Wage-fixing conspiracies in concentrated industries are extremely difficult to detect from the outside. Workers experience below-market wages but have no way of knowing whether this reflects market conditions or coordinated suppression. The use of third-party consultants to exchange compensation data adds another layer of obscurity. It typically takes whistleblowers, government investigations, or the discovery process in a related lawsuit to surface this kind of evidence. The lawsuit was filed in 2022, and the complaint was significantly strengthened by discovery and information obtained from settling defendants, particularly cooperation from WMS principals who have first-hand knowledge of the alleged scheme.
What happens to JBS, Tyson, Cargill, and Hormel?
They remain defendants in active litigation. The settlements with Perdue, Seaboard, Triumph, and WMS provide plaintiffs with additional resources and cooperation to pursue the remaining defendants. The settling defendants are required to produce employees as witnesses, authenticate documents, and provide data on class members. This information will be used to build the case against JBS, Tyson, Cargill, Hormel, Smithfield, and others. The largest companies in the industry have not paid a cent toward the workers they allegedly harmed. Full accountability requires continued litigation and public pressure.
What can I do to prevent this from happening again?
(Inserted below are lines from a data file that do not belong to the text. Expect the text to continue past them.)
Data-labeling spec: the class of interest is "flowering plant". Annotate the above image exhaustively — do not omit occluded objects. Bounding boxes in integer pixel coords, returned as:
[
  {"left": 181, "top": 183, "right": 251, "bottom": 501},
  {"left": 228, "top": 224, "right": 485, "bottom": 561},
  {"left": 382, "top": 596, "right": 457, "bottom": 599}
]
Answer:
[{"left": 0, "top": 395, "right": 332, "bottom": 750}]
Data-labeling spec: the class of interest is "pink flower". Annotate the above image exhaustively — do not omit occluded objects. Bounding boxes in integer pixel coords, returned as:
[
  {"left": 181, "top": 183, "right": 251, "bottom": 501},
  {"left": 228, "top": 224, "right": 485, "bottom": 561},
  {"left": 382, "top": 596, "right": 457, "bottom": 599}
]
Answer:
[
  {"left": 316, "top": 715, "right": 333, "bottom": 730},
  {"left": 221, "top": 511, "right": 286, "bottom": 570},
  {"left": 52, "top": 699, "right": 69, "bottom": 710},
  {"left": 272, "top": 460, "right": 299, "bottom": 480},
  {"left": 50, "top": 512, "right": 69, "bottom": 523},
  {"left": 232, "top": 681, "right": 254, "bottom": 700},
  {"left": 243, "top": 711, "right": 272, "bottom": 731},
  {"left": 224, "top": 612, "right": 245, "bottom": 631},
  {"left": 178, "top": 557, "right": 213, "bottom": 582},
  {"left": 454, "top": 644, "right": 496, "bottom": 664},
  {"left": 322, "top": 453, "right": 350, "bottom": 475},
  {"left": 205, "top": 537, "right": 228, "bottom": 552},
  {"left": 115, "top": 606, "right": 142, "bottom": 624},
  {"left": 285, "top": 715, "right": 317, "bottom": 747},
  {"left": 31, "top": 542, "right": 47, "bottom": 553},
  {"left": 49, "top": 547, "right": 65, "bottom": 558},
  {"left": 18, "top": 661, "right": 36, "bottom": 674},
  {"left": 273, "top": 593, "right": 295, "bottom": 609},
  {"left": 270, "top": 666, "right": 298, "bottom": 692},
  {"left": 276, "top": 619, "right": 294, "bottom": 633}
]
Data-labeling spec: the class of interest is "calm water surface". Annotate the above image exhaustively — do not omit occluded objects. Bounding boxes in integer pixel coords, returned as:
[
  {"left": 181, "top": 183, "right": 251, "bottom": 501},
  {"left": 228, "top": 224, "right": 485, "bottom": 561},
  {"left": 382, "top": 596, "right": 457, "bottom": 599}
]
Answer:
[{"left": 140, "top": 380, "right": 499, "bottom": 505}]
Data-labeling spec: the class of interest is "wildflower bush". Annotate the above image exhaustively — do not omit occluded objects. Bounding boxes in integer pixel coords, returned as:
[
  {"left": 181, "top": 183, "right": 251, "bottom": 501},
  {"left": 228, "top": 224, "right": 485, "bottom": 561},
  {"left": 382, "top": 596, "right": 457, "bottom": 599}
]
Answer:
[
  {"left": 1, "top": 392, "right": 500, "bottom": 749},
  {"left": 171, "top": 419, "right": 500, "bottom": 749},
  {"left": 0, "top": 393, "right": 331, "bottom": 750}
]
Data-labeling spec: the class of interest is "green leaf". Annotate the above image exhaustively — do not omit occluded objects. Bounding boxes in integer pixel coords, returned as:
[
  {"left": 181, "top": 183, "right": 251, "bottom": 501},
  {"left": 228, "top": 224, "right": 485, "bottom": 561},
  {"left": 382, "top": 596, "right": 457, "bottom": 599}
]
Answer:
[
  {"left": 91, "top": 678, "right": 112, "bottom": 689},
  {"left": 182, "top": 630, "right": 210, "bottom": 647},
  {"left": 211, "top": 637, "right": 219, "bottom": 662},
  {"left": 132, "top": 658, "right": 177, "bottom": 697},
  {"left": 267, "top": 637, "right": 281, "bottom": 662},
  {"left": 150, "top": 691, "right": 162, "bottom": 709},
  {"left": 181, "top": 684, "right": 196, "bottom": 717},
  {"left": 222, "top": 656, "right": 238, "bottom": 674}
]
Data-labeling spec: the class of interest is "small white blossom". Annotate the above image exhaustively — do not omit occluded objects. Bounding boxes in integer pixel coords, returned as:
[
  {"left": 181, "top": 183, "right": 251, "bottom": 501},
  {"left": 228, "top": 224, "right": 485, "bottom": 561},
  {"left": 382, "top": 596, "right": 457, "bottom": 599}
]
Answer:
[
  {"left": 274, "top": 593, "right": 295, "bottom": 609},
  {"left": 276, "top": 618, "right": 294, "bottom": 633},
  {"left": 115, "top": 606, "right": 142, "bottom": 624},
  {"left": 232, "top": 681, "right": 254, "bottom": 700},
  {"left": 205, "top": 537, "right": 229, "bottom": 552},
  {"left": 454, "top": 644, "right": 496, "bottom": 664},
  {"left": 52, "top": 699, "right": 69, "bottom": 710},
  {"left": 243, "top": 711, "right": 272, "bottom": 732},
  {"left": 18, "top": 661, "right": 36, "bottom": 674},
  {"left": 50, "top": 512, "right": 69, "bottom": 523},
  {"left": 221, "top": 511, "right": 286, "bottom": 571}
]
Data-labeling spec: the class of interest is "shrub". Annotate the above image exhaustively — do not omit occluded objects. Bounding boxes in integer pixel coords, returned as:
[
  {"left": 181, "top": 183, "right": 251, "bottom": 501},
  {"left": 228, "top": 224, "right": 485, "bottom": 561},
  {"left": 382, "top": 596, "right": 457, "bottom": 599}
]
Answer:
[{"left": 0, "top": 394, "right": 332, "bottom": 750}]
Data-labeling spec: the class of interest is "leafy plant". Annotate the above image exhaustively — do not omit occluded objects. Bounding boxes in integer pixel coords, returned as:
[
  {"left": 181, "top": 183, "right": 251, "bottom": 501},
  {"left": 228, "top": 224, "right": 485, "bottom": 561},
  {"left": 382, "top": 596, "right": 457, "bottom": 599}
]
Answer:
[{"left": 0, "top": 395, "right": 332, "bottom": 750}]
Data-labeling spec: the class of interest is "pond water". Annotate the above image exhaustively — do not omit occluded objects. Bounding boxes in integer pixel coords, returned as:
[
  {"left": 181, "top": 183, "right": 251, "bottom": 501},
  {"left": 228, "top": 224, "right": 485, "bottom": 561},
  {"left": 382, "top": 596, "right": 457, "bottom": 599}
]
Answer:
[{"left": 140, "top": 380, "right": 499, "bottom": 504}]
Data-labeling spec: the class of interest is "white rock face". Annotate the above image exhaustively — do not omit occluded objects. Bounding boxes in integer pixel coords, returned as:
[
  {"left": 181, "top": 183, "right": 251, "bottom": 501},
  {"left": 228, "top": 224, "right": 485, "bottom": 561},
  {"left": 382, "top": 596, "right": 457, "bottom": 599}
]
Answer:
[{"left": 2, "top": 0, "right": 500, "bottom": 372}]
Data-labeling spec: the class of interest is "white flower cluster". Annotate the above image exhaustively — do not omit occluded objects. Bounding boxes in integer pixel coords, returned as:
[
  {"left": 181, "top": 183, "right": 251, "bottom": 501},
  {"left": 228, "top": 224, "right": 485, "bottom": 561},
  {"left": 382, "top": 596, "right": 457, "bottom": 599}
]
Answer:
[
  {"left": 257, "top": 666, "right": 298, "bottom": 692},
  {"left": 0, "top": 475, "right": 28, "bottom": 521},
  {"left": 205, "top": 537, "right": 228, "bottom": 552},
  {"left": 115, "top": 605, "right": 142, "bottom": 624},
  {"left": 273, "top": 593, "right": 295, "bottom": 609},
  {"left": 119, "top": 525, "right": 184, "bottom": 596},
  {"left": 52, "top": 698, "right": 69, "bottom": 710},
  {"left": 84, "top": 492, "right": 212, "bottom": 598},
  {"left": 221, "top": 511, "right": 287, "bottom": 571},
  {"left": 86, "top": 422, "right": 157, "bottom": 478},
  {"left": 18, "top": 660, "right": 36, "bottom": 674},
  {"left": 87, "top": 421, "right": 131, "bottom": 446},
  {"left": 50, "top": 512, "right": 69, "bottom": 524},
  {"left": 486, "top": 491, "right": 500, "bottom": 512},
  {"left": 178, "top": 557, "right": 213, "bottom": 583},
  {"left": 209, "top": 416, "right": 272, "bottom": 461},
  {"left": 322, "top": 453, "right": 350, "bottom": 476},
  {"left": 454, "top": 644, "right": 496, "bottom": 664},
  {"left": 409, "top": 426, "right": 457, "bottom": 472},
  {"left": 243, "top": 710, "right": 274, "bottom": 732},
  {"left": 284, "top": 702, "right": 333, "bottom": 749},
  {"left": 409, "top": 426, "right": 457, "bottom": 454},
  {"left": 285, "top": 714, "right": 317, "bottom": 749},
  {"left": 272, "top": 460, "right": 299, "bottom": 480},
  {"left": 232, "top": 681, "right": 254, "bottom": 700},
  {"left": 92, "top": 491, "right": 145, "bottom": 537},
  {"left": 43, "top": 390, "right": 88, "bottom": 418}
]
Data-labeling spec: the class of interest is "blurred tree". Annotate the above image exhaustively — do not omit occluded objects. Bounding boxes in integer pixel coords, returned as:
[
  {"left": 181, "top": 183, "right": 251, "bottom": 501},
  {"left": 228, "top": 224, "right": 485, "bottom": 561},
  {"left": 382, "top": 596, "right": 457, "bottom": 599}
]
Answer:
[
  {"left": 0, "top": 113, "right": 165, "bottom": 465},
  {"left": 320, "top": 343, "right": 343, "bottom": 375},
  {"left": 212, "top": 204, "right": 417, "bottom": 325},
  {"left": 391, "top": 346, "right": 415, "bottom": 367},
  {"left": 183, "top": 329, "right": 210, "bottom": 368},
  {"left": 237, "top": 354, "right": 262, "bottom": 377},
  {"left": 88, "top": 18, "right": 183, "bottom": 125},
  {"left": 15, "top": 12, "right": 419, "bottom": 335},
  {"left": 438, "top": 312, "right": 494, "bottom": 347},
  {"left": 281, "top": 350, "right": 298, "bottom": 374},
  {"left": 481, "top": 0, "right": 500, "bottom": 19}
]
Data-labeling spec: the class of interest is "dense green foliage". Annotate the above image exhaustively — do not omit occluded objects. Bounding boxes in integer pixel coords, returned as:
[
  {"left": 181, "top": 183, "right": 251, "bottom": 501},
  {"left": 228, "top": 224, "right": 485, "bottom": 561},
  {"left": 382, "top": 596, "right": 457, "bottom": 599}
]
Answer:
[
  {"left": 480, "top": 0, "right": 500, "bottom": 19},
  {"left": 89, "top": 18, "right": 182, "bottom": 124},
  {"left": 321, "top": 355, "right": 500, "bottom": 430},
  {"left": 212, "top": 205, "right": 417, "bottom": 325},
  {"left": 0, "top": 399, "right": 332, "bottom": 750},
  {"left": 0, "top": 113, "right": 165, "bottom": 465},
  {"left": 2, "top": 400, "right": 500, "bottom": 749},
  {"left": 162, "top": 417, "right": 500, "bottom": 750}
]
There are concrete actions you can take right now. Support stronger antitrust enforcement: contact your congressional representatives and urge them to pass legislation strengthening the DOJ’s and FTC’s authority to investigate wage-fixing in concentrated industries, including expanding criminal prosecution of wage-fixing conspiracies (which became a DOJ priority only recently). Support workers’ rights organizations that serve meatpacking communities, such as the Government Accountability Project, the Food Chain Workers Alliance, and local unions. Buy from smaller, independent processors where labor practices are more transparent. When you see consolidation in the food industry framed as “efficiency,” recognize it as the structural precondition for the kind of market power that enables wage suppression. And if you or someone you know worked in a meatpacking plant between 2000 and today, contact the class counsel (Cohen Milstein Sellers and Toll, Hagens Berman, or Handley Farah and Anderson) to understand your rights as a potential class member.